6月に門主を退任する予定の同氏が、いわば最後に言い残したいことなのであろう。
その中に、注目すべき発言がある。名文として有名な『歎異抄』2章の、「弥陀の本願まことにおわしまさば、釈尊の説教、虚言なるべからず」のところを、
「阿弥陀如来の本願がまことであるから、釈迦如来が説かれたことは嘘ではない」
「阿弥陀如来の本願がまことであるから、釈迦如来はそれを説かれたのだ」
と二度も繰り返し解説されている。
従来『歎異抄』解説書のほとんどは、この箇所を「阿弥陀如来の本願が、まことであるとするならば」と仮定で解釈されてきた。
一例を挙げれば、本願寺の勧学である梯實圓氏の『歎異抄』でも、「弥陀の本願がまことであらせられるならば」としている。
だが、親鸞聖人には、弥陀の本願以外に、この世にまことはなかった。
「誠なるかなや、摂取不捨の真言、超世希有の正法」(教行信証)
“まことだった、弥陀の本願、嘘ではなかった”
の親鸞聖人のお叫びや、
「煩悩具足の凡夫・火宅無常の世界は、万のこと皆もってそらごと・たわごと・真実あることなきに、ただ念仏のみぞまことにておわします」
(歎異抄後序)
“火宅のような不安な世界に住む、煩悩にまみれた人間の総ては、そらごと、たわごとであり、まことは一つもない。
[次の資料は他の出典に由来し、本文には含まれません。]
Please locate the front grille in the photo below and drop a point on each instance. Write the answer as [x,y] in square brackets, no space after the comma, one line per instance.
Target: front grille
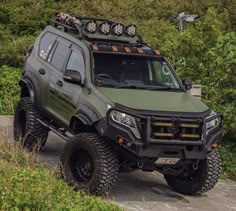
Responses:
[176,129]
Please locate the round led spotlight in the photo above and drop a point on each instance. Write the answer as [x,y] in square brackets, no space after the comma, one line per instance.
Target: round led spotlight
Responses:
[105,28]
[131,30]
[91,27]
[118,29]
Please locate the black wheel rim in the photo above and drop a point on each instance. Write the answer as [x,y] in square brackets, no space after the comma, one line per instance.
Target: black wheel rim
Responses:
[22,123]
[82,166]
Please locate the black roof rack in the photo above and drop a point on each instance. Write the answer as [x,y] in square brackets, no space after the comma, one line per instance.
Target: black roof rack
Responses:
[78,25]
ただ弥陀の本願念仏のみがまことなのだ”
と、「本願まこと」の聖人の大音は常に響流している。
「弥陀の本願のみぞまこと」が親鸞聖人の原点であり、著作の全ては「本願まこと」の讃嘆で満ちている。
弥陀の本願と直結された聖人が、仮定で「本願」を語られるはずがない。「本願がまことであるならば」の仮定は、親鸞聖人の教えの根本的な破壊になってしまう。
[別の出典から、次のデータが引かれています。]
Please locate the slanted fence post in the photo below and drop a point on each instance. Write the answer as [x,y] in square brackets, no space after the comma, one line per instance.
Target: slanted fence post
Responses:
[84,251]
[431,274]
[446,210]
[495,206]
数ある『歎異抄』の誤解の中でも、これが最大の誤謬であった。
今回、門主自身が、その誤解を翻して「弥陀の本願がまことであるから」と断定されている意義は、極めて大きい。
本派本願寺の最高責任者が明記したものだから、勧学を始め、全国の僧侶も門徒も従わなければならないだろう。
他の真宗十派や、親鸞聖人を研究する人たちにも、少なからぬ影響を与えよう。
「最後のメッセージ」にふさわしい、勇気ある門主の発言に賛辞を贈りたい。